Pizzelles| Christy Rost
- 1 cup unsalted butter, softened
- 1 ½ cups sugar
- 6 eggs
- 2 ½ teaspoons anise extract
- 3 ½ cups flour
- 4 teaspoons baking powder
- ¾ cup sifted confectioners’ sugar, for garnish
In the large bowl of an electric mixer, cream butter and sugar until light and fluffy. Add eggs, beating well after each addition. Stir in anise extract.
In a medium bowl, stir together flour and baking powder. Gradually stir the flour mixture into the creamed mixture to form a very soft dough.
Lightly grease a pizzelle iron and heat it according to manufacturer’s instructions. Drop a heaping teaspoon of dough on each pizzelle design and close the lid. Bake the cookies approximately 1 minute, or until pizzelles are golden in color. Do not brown.

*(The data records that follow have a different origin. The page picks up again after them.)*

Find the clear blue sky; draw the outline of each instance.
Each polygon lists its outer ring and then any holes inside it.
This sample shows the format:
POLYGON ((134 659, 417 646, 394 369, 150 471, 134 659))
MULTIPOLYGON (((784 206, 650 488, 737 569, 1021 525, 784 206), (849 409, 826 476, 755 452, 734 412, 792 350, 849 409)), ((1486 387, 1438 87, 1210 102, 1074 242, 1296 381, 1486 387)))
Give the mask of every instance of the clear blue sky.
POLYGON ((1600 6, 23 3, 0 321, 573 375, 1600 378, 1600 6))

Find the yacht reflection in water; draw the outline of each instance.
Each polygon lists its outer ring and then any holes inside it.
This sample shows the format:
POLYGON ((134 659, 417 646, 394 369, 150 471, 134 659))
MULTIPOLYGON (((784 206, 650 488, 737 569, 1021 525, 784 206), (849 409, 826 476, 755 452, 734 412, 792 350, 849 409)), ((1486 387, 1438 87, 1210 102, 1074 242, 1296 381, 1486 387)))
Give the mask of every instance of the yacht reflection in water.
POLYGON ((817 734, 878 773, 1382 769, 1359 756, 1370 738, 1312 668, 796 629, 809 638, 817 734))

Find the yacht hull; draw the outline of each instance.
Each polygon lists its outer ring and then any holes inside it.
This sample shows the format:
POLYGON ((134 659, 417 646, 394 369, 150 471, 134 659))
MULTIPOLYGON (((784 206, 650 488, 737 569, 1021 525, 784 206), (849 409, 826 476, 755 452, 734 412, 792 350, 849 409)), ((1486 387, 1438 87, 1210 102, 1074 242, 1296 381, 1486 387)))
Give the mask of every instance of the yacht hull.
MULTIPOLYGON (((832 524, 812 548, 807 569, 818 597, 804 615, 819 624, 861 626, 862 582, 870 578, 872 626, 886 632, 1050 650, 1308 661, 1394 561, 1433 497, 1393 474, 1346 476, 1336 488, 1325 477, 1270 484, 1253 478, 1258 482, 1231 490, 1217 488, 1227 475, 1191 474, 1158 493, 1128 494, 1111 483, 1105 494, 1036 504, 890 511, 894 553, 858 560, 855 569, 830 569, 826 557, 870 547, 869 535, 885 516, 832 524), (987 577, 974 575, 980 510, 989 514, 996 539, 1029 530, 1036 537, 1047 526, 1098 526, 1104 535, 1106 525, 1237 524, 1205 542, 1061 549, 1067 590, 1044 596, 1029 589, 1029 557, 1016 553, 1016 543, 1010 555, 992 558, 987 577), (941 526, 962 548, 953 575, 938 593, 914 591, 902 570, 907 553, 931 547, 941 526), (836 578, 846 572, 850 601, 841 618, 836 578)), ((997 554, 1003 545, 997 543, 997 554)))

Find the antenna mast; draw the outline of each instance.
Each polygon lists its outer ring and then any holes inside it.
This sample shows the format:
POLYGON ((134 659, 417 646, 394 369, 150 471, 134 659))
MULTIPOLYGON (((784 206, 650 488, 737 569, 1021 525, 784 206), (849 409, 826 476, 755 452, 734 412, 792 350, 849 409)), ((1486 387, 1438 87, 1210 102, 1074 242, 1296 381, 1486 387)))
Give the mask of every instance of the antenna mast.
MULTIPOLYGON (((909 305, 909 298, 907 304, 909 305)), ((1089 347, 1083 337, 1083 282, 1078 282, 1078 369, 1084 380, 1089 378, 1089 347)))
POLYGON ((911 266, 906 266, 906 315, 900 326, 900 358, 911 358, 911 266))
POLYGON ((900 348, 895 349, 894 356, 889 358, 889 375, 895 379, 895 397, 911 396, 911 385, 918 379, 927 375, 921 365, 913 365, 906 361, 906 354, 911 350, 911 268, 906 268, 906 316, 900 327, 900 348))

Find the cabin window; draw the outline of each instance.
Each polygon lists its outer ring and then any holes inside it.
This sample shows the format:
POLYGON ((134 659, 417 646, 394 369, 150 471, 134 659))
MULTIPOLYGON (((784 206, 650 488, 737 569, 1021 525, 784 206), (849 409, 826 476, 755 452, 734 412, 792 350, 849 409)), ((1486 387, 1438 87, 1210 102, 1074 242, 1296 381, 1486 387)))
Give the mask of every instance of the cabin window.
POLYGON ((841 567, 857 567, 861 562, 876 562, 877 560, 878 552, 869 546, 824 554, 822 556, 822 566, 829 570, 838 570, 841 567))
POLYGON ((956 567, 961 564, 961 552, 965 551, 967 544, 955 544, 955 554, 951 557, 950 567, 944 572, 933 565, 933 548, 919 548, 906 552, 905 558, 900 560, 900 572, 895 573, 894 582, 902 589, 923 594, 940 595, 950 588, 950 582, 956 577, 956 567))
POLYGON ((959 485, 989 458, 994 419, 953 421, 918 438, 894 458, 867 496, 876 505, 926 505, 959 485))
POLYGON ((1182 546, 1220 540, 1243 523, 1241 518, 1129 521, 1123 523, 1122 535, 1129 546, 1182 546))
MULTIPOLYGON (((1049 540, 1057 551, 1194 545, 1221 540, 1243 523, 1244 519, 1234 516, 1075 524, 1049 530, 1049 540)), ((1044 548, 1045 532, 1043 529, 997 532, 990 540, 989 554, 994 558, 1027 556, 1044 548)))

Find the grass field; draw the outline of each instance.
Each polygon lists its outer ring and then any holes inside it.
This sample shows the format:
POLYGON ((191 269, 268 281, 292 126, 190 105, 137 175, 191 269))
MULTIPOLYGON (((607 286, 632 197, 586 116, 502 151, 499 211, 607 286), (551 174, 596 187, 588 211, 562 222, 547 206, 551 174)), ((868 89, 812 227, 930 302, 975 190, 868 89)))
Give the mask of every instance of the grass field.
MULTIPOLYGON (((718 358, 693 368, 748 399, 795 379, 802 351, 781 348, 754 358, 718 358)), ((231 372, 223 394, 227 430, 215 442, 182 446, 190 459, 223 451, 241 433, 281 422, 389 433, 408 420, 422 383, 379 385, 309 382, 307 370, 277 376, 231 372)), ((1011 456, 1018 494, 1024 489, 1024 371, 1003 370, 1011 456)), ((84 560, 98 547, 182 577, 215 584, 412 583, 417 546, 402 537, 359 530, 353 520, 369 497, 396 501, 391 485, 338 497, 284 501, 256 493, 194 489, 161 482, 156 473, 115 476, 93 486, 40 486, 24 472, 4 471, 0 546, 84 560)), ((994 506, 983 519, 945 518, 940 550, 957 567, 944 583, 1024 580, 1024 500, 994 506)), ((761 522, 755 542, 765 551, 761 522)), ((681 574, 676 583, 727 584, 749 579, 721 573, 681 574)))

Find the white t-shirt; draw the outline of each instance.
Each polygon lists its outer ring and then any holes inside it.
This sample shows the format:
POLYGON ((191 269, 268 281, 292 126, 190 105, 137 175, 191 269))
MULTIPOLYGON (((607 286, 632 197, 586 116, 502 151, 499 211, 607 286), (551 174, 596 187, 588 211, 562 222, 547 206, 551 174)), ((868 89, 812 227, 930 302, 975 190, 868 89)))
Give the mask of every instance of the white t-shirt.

Open the pizzelle iron and remove each cookie by lifting the edge with a fork. Transfer the cookies to a dish towel covered with paper towels to absorb moisture. Cool 30 seconds. Paper towels will become damp with steam and will have to be replaced periodically. Transfer cookies to another set of paper towels and dust lightly with confectioners’ sugar. Transfer sugared pizzelles to wire racks to dry and finish cooling.
To store the cookies, place a small square of parchment or wax paper between each cookie and stack them in large coffee cans or cookie tins. Cover tightly and store up to several weeks. The anise flavor develops after 24 hours.